FLSA travel. The first opinion letter, signed by Acting Administrator Bryan L. Jarrett, responded to an inquiry about the compensability of travel time for hourly technicians under the FLSA. The letter underscores the WHD’s position on several issues, including these:
- Where an employee "is offered public transportation but requests permission to drive his [or her] car instead, the employer may count as hours worked either the time spent driving the car or the time he [or she] would have had to count as hours worked during working hours if the employee had used the public conveyance."
- When an employee is temporarily working at a fixed remote location, "generally, the travel time from the hotel to the work site and back would be considered ordinary home-to-work travel, and, as such, need not be compensated."
- Compensable worktime generally does not include time spent commuting between home and work, even when the employee works at different job sites. Travel between job sites after arriving at work, however, is compensable.
- As to commuting time, a company-provided vehicle does not, alone, make an ordinary commute compensable, provided that "the use of such vehicle for travel is within the normal commuting area for the employer’s business or establishment, and the use of the employer’s vehicle is subject to an agreement on the part of the employer and the employee or representative of such employee."
Health condition-required rest breaks. The second letter, also signed by Jarrett, responded to a request for an opinion as to "[w]hether a nonexempt employee’s 15-minute rest breaks, which are certified by a health care provider as required every hour due to the employee’s serious health condition and are thus covered under the FMLA, are compensable or noncompensable time under the FLSA."
Rest breaks up to 20 minutes in length are generally compensable because the breaks predominantly benefit the employer, according to the opinion letter. However, the specific FMLA-protected breaks described in the inquiry differ significantly from ordinary rest breaks commonly provided to employees. Here, the 15-minute breaks "are required eight times per day and solely due to the needs of the employee’s serious health condition as required under the FMLA."
Because these FMLA-protected breaks are given to accommodate the employee’s serious health condition, the breaks predominantly benefit the employee and are noncompensable, the letter states. This conclusion comports with both regulations and case law. Moreover, the text of the FMLA itself further confirms that employees are not entitled to compensation for the FMLA-protected breaks at issue. The FMLA expressly provides that FMLA-protected leave may be unpaid, and it provides no exceptions for breaks up to 20 minutes in length.
That said, the letter goes on to stress that employees who take FMLA-protected breaks must receive as many compensable rest breaks as their coworkers receive.

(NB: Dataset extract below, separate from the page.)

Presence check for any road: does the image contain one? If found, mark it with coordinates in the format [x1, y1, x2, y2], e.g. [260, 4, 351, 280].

Thus, if an employer generally allows all of its employees to take two paid 15-minute rest breaks during an eight-hour shift, an employee needing 15-minute rest breaks every hour due to a serious health condition should likewise be compensated for two 15-minute rest breaks during his or her eight-hour shift.
Garnishment of lump-sum payments. The third letter, signed by Senior Policy Advisor Keith Sonderling, addresses the question of whether certain lump-sum payments from employers to employees are considered earnings for the purpose of garnishment under Title III of the Consumer Credit Protection Act (CCPA).

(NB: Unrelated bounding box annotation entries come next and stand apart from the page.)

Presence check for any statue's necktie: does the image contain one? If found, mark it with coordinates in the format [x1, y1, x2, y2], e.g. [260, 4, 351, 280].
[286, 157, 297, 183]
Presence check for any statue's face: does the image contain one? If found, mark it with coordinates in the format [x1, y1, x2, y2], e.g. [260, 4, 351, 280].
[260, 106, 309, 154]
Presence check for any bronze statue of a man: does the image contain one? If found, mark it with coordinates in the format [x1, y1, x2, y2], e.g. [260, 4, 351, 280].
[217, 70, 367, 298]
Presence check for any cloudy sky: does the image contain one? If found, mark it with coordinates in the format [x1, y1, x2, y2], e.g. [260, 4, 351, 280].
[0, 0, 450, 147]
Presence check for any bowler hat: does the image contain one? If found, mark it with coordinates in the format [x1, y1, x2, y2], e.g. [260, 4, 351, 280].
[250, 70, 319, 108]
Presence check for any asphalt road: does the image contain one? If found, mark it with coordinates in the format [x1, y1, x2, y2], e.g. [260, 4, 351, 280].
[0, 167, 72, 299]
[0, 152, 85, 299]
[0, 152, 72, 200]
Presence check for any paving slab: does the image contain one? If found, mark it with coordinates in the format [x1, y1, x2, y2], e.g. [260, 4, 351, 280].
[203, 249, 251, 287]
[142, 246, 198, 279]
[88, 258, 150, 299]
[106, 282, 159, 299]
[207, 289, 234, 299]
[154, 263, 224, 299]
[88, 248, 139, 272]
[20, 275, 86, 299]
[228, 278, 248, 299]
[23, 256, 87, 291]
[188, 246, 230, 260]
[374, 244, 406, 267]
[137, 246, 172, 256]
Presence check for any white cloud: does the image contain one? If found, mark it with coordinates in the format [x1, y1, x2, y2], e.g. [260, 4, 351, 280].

The opinion letter states that in assessing whether certain lump-sum payments are earnings and subject to CCPA garnishment limitations, "the central inquiry is whether the amounts are paid by the employer in exchange for personal services." When the lump-sum payment is made in exchange for personal services rendered, it will be subject to the CCPA’s garnishment limitations (as described in Fact Sheet #30: The Federal Wage Garnishment Law, Consumer Credit Protection Act’s Title III). "Conversely, lump-sum payments that are unrelated to personal services rendered are not earnings under the CCPA," according to the letter.
The WHD considers that the following lump-sum payments (as specifically defined in the text of the letter) are earnings under the CCPA: commissions; discretionary and nondiscretionary bonuses; productivity or performance bonuses; profit-sharing, referral, and sign-on bonuses; moving or relocation incentive payments; attendance, safety, and cash service awards; retroactive merit increases; payment for working during a holiday; workers’ compensation payments for wage replacement; termination pay (e.g., payment of last wages, as well as any outstanding accrued benefits); severance pay; and back-pay and front-pay payments from insurance settlements.
The letter also stated that the following lump-sum payments (as specifically described in the inquiry to which the letter responds) are not earnings under the CCPA: workers’ compensation payments for medical reimbursements; wrongful termination insurance for compensatory or punitive damages; and buybacks of company shares.